When colonists set out in a ship like the Drakkar, they really have no idea what they’re likely to find at the end of the journey. The physics of antimatter drives dictate that they only work at scale, and antimatter production is insanely difficult and expensive, so a world looking to launch a colony ship can’t just send out probes to a bunch of likely stars to scout things out before they go. So, they make do with what they can observe from their home system. When we left Midgard, for example, we knew we were headed to a G-type main-sequence star. We knew it had at least three smallish, rocky planets, and that one of them was at the outer edge of the star’s Goldilocks zone.
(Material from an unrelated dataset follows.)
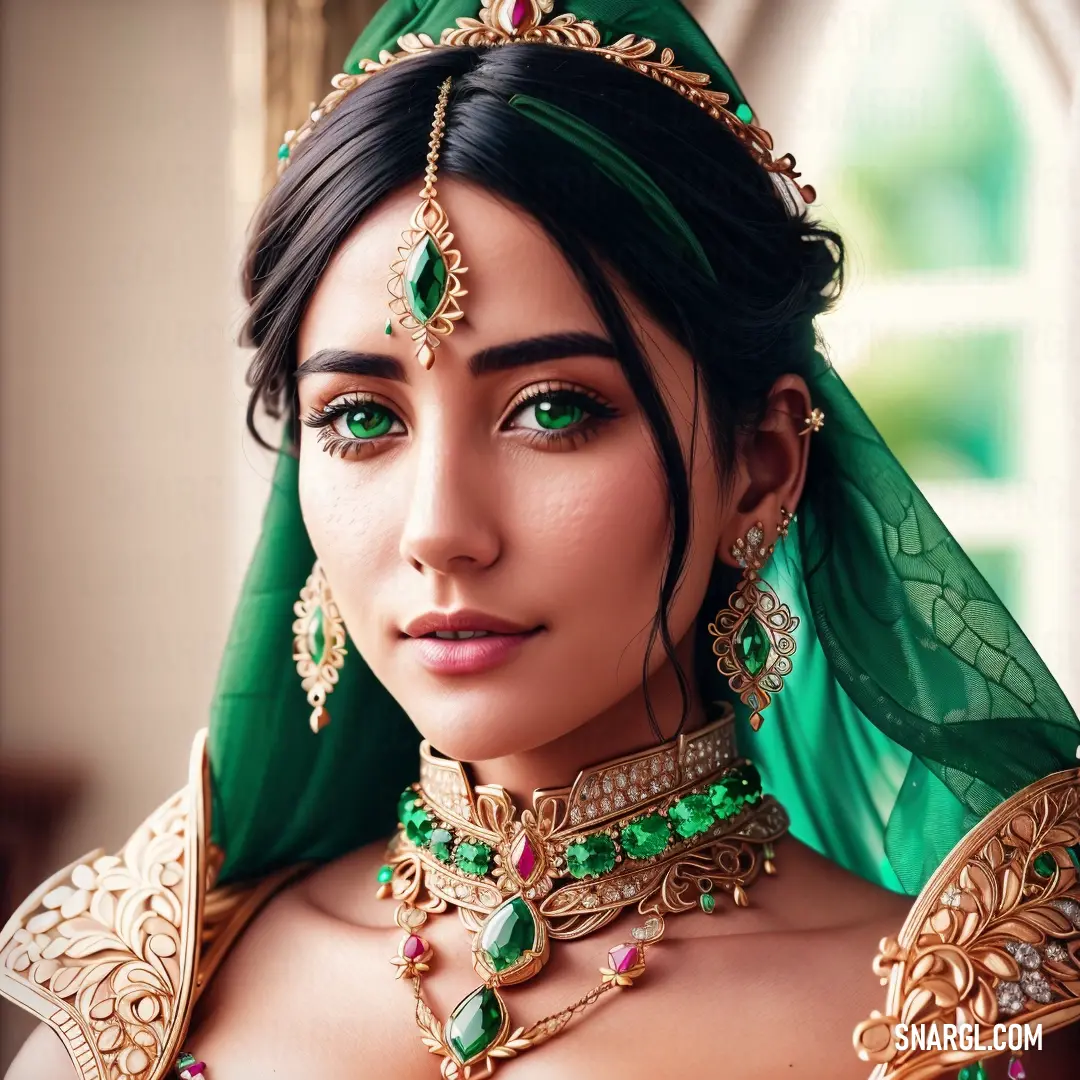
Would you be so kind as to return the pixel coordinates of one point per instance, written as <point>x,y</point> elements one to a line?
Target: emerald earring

We knew that planet—our target—had water vapor and at least some free oxygen in its atmosphere, from which we inferred that it almost certainly supported some form of life.
That was about it, honestly—and because Midgard and Niflheim aren’t actually that far apart as these things go, and also because our powers of observation have improved substantially as time has gone on, we knew more than a lot of colony ships have. One of the shortest records I found was for an expedition launched from Asher’s World a bit more than a hundred years ago. Asher’s World is about as far out toward the rim as we’ve ventured, and the stars are spread thin there. Their target was over twenty lights distant, which is at the outer range of what a colony ship can do, and maybe a little beyond. The adult colonists were old, and tired, and really hungry by the time they finished their deceleration burn, and their ship was practically falling apart.